El Alami El Hassani, Nadia, Baraket, Abdoullatif, Boudjaoui, Selim, Taveira Tenório Neto, Ernandes, Bausells, Joan, El Bari, Nezha, Bouchikhi, Benachir, Elaissari, Abdelhamid, Errachid, Abdelhamid, Zine, Nadia
Biosensors & bioelectronics 2019 v.130 pp. 330-337
carboxylic acids, crosslinking, detection limit, electrochemistry, fluorescence microscopy, food safety, foods, gold, honey, immunoassays, immunosensors, magnetism, microelectrodes, nanoparticles, platinum, polyclonal antibodies, screening, silver, tetracycline, therapeutics, veterinary drugs
Tetracycline (TC) is a veterinary drug, wildly prescribed for prophylactic and therapeutic purposes. Consequently, its remaining residues in food products have to be regularized. We report in this paper about the development of a novel immunosensor based on an integrated bio micro-electromechanical system (Bio-MEMS) containing eight gold microelectrodes (µWEs), an integrated silver and platinum reference and counter electrodes, respectively. TC immobilization on the µWEs surface was conducted using three methods. The first through functionalization with 4-aminophenylacetic acid (CMA), the second by functionalization with CMA followed by preconcentration of a new structure of magnetic nanoparticles (MNPs) coated with poly (pyrrole-co-pyrrole-2-carboxylic acid) (Py/Py-COOH/MNPs) cross-linked with Ab-TC, and the last one directly through the functionalization with Py/Py-COOH/MNPs. The analyte was quantified by competitive detection with TC immobilized on the µWEs surface toward specific polyclonal antibody (Ab-TC), using a mixture of a fixed concentration of Ab-TC and decreasing levels of TC one from 0.1 pg mL−1 to 1000 pg mL−1. Microcontact printing, followed by fluorescence microscopy characterization were performed during the functionalization of the immunosensor surface to certify that the corresponding immune detection process is taking place.

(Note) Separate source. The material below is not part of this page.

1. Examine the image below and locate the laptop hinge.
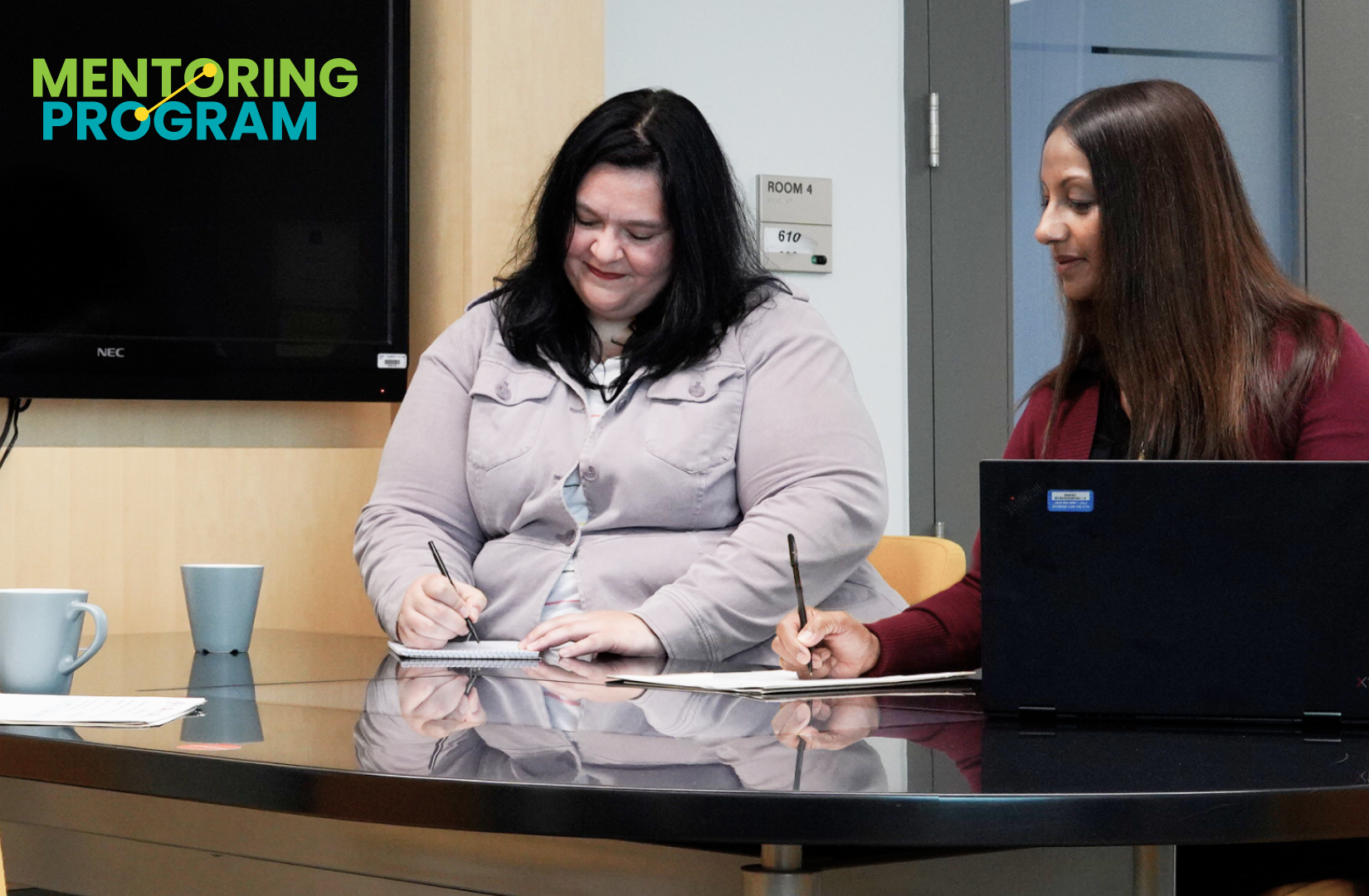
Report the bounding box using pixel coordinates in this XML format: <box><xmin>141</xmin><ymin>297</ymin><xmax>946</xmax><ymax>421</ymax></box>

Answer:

This immunosensor was found to be highly sensitive with a limit of detection of 1.2 pg mL−1 and specific in the presence of interferents. The standard addition method was exploited to detect TC in honey samples. The present immunosensor platform is up-and-coming for TC detection which can dramatically decrease the time of analysis providing a new pathway for advanced immunoassays development in industrial food control.